L’« Anvil » qu’on aime, qui trépigne, qui s’agite, continue sa résistance sur l’instrumental « White Rhino ». Ce sera l’occasion pour Robb Reiner de s’illustrer sur un long drum solo. Technique et assurance sont au rendez-vous. Ces deux éléments figureront aussi sur le virevoltant et priestien « Sativa ». La cadence et les horizons sont cependant tout autre sur « Don’t Ask Me ». Effectivement les riffs patauds et rugissants nous font découvrir une musique associée au pays de la bannière étoilée. On friserait parfois le stoner dans l’exercice. La rythmique est hachée, mais se révèle entrainante. Le lien avec les Etats-Unis d’Amérique n’est plus à vérifier à l’écoute de l’entame acoustique « Vieux sud » de « What I’m About ». Même la suite s’inscrit dans l’allégeance à Uncle Sam. Ils la font derechef dans le registre stoner. Mais gare aux surprises et aux éboulements qui pourraient se produire en chemin. Il y a quelques sorties déchainées qui pourront vous surprendre, plus en tout cas que le chant dramatique du Père Lips. L’adresse vocale n’équivaut pas l’adresse guitaristique.
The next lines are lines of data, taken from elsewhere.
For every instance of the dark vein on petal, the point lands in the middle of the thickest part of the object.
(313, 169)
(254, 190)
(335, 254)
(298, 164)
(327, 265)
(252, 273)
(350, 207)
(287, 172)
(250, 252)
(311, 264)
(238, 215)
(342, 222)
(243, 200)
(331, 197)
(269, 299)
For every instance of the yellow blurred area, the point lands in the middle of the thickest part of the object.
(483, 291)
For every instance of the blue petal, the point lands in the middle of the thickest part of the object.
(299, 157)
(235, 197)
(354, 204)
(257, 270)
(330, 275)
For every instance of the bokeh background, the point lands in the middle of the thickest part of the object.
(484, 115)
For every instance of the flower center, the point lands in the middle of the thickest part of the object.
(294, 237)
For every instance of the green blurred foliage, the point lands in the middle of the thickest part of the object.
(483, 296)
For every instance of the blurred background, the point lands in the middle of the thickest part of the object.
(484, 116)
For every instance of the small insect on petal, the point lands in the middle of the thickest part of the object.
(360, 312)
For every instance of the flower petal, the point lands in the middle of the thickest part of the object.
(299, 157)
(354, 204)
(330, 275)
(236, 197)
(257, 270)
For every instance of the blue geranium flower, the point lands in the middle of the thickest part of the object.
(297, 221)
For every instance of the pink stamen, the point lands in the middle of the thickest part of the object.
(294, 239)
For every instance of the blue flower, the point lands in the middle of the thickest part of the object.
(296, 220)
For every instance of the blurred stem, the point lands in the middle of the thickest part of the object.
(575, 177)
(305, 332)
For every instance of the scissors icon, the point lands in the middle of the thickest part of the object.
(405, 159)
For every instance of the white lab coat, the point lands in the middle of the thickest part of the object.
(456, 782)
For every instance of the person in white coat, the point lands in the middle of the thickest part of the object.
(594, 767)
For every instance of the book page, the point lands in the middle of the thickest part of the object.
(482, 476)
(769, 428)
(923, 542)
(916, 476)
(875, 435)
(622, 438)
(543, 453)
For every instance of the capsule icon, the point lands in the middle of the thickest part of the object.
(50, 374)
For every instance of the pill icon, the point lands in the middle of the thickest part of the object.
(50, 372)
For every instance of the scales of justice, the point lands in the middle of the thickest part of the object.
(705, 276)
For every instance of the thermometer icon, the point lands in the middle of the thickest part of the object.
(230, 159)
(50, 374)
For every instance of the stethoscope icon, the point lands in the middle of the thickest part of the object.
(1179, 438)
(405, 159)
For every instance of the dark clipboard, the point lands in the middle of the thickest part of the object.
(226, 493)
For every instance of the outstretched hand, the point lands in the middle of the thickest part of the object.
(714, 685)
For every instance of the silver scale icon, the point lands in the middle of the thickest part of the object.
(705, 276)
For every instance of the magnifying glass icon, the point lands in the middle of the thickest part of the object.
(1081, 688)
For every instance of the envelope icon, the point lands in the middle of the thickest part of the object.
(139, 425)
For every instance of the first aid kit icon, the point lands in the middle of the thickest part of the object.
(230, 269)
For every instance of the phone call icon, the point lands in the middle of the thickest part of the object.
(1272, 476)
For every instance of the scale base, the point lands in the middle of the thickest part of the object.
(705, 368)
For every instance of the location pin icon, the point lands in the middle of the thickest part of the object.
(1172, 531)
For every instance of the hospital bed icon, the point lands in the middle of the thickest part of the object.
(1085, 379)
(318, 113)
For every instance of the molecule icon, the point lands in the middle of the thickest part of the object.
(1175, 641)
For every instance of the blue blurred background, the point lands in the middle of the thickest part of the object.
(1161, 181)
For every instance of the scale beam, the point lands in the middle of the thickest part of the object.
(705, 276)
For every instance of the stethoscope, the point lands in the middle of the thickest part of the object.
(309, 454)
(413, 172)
L’homme est dépassé par son instrument.

Comme le titan Atlas, condamné à l’éternité à soutenir le ciel, « Anvil » supporte un destin sombre et sans débouché. Ils ont beau continuer et toujours recommencer année après année, le résultat est le même. Pas de public, un disque passé inaperçu. Même si « Still Going Strong » est à des encablures de ce que les canadiens ont pu fournir de meilleur, il n’en reste pas moins un album tout à fait correct avec son petit lot de titres sympathiques et énergiques. La fin de carrière semble promise dans ce début des années 2000. Mais c’est méconnaître la bande à Lips. Ceux-ci sont prêts à affronter leur destin dans une lutte à mort. Souvenez-vous qu’Atlas n’a jamais failli à sa tâche, sous peine d’écrasement. Si « Anvil » s’écroule, promis, le ciel nous tombera sur la tête.